Black Throne Productions, 2025

Doom crasseux, Etats-Unis

Split 12''

A l’initiative du label canadien Black Throne Productions, Seum et Temple Of The Fuzz Witch mêlent leur semence épaisse comme une nappe de mazout le temps d’un split qui ne manquera pas d’affoler les compteurs Geiger. Bien que différents dans leur façon de débiter de la bûche, les deux protagonistes s’avèrent finalement plutôt complémentaires, partageant davantage qu’une simple appétence pour le gros qui tâche mais surtout une même âpreté bourrue. Démonstration.

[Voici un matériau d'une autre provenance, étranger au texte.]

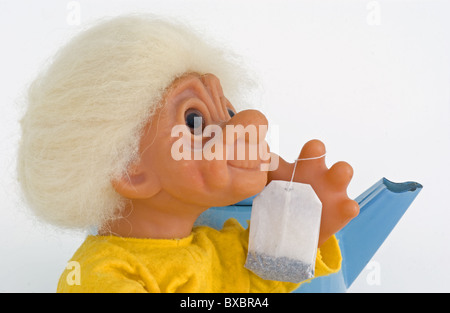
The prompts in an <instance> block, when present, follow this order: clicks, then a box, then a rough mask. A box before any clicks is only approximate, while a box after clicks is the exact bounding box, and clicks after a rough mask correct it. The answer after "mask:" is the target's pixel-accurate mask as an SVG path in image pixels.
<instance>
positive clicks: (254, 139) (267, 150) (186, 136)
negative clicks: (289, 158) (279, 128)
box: [171, 117, 279, 171]
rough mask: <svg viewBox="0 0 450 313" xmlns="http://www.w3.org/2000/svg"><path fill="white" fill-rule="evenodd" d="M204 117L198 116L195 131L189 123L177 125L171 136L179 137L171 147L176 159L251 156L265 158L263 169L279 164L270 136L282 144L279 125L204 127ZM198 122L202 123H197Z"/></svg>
mask: <svg viewBox="0 0 450 313" xmlns="http://www.w3.org/2000/svg"><path fill="white" fill-rule="evenodd" d="M201 123H202V121H201V118H197V117H196V118H195V122H194V125H196V126H195V127H194V129H193V131H191V130H189V128H188V127H187V126H186V125H175V126H174V127H173V128H172V131H171V136H172V137H173V138H178V139H177V140H176V141H175V142H174V143H173V144H172V147H171V156H172V158H173V159H174V160H176V161H179V160H208V161H211V160H228V161H231V160H239V161H243V160H250V161H261V164H260V170H262V171H268V170H269V168H270V169H271V170H272V169H276V168H277V167H278V161H279V160H278V157H277V155H276V154H273V153H272V154H271V153H270V149H269V146H268V144H267V141H266V140H264V138H265V137H266V136H268V137H269V138H271V139H272V140H271V141H272V144H273V145H274V146H275V147H274V148H275V150H276V149H277V148H278V133H279V132H278V127H276V126H275V127H272V128H271V131H270V133H269V130H268V127H267V125H259V126H256V125H246V126H243V125H226V126H225V127H221V126H219V125H214V124H211V125H207V126H206V127H205V128H203V129H202V127H200V126H201ZM197 126H198V127H197Z"/></svg>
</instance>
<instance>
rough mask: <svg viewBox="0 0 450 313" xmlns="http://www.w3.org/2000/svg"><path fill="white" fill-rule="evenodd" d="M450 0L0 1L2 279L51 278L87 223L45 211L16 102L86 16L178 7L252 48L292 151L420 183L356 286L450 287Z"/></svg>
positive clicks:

Face A du vinyle (quoi d’autre ?), les trois Québécois assènent trois uppercuts comme ils en ont le secret, visqueux et énervé. Brut de décoffrage évidemment. Mais peut-être même plus méchant encore que d’ordinaire. Constamment au bord de la rupture, ‘Dead Ear’ en témoigne, saillie brutale qui gronde et finit par exploser en un geyser de haine nauséeuse. Certes (un peu) plus accrocheur et remuant, tout en lignes de basse qui claquent comme une peau tendu après un croc de boucher, ‘Problems’ n’en est moins hargneux. Rugueux et cloué dans une terre boueuse, ‘Efrit’ racle quant à lui les chairs tuméfiées, à la manière hurlante et abrasive d’un Eyehategod, véritable boule de pus qui souille tout l’espace. Qu’ils puisent dans les problèmes que les musiciens ont dû affronter ces dernières années (handicaps et addictions diverses) ou dans leurs doutes présents (leur propre vieillissement), explique la violence aussi noire que cathartique qui irrigue ces trois brûlots fiévreux. Par ailleurs, ce petit quart d’heure leur suffit à rappeler que la guitare n’est nécessaire ni pour faire beaucoup de bruit ni pour dresser une hampe goudronneuse.

Face B, Temple Of The Fuzz Witch. Des Américains, qui sont trois également mais avec une guitare dedans. A première vue, le flacon est plus classique, à base de bon vieux stoner doom, plombé et néanmoins enfumé. Mais les vocalises parfois lacérées de Noah Bruner, un rythme qui s’emballe brutalement (‘Effigy’) et un format trapu, signent en vérité une musique de mammouth plus teigneuse qu’elle n’en a l’air. Par exemple, ‘Eternal Lamentation’ n’est pas si différent de ce que rumine son partenaire de rondelle, rut lourd et hystérique qui arrache la tapisserie. Quoique plus psyché dans une veine à la Electric Wizard, ‘Fool Of Shades’ ne déserte pas un terrain patibulaire et pas tellement engageant.

"Conjuring" scelle l’alliance cohérente entre deux groupes unis dans leur énergie crouteuse par une même fureur convulsive.